The performance of a contract is measured by looking at its gas-usage. It is mostly used in a relative way, by comparing the gas cost before and after code (or the compiler, or the evm) has been changed.

Each performance test is a single-method contract which is run in the go-ethereum evm, but unlike tests, perf functors implements the perf-function directly.

The perf function returns the gas spent during execution of the tested function. This is implemented by storing the remaining gas before and after the function is executed, and then taking the difference.

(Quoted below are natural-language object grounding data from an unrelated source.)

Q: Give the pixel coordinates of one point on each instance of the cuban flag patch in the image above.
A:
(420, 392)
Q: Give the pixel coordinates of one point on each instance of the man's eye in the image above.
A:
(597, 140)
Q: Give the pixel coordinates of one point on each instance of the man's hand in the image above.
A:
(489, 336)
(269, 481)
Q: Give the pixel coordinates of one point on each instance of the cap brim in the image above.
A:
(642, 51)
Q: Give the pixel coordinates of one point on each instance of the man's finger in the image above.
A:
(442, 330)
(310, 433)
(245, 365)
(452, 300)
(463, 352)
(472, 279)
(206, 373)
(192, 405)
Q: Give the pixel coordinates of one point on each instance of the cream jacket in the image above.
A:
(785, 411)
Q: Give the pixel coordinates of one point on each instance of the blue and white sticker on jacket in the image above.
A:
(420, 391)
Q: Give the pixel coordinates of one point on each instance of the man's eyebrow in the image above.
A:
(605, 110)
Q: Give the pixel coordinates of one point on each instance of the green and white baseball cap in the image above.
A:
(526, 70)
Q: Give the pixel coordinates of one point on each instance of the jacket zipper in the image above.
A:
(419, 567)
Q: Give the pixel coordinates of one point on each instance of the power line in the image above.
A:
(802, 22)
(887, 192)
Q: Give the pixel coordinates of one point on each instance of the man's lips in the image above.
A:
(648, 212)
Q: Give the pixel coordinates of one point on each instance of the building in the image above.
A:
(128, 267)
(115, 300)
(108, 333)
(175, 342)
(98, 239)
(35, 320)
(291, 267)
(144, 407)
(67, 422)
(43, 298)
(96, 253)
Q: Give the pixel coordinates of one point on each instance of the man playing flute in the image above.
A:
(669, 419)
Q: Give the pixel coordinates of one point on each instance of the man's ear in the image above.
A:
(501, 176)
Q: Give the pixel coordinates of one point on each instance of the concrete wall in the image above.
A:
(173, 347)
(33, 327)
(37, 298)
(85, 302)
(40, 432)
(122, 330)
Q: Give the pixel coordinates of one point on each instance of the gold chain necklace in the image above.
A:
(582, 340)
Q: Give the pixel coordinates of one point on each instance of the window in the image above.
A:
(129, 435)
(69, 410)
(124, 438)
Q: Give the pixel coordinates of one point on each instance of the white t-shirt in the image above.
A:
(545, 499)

The reason that perf metering is done manually in every function is so that the implementor can exclude the staging part of the code (preparing variables & data) from the code that should be metered.

Example

This is the STLPerf contract; its perf method is the basis for all perf:

contract STLPerf {
    function perf() public payable returns (uint);
}

This is an example of a perf functor. It measures the gas cost when the Bytes.equals function can early out because the lengths of the two bytes are not the same:

contract PerfBytesEqualsDifferentLengthFail is BytesPerf {
    function perf() public payable returns (uint) {
        bytes memory bts1 = new bytes(0);
        bytes memory bts2 = new bytes(1);
        uint gasPre = msg.gas;
        Bytes.equals(bts1, bts2);
        uint gasPost = msg.gas;
        return gasPre - gasPost;
    }
}

Absolute vs. relative results

Perf is not used primarily to check how much gas is spent when running a function; the main reason is to see how gas cost changes when there has been changes to the code, compiler, and runtime environment. This analysis is made possible by adding perf functions to all library functions, and using a system that computes and displays the difference if gas cost between code updates.

Accuracy

The goal is to keep the perf result as close to the runtime gas-cost of the tested function as possible, but there will usually be a small difference. One reason is that part of the code may be optimized away unless some redundant code is added.

The goal is to minimize these deviations, but there are no guaranteed bounds.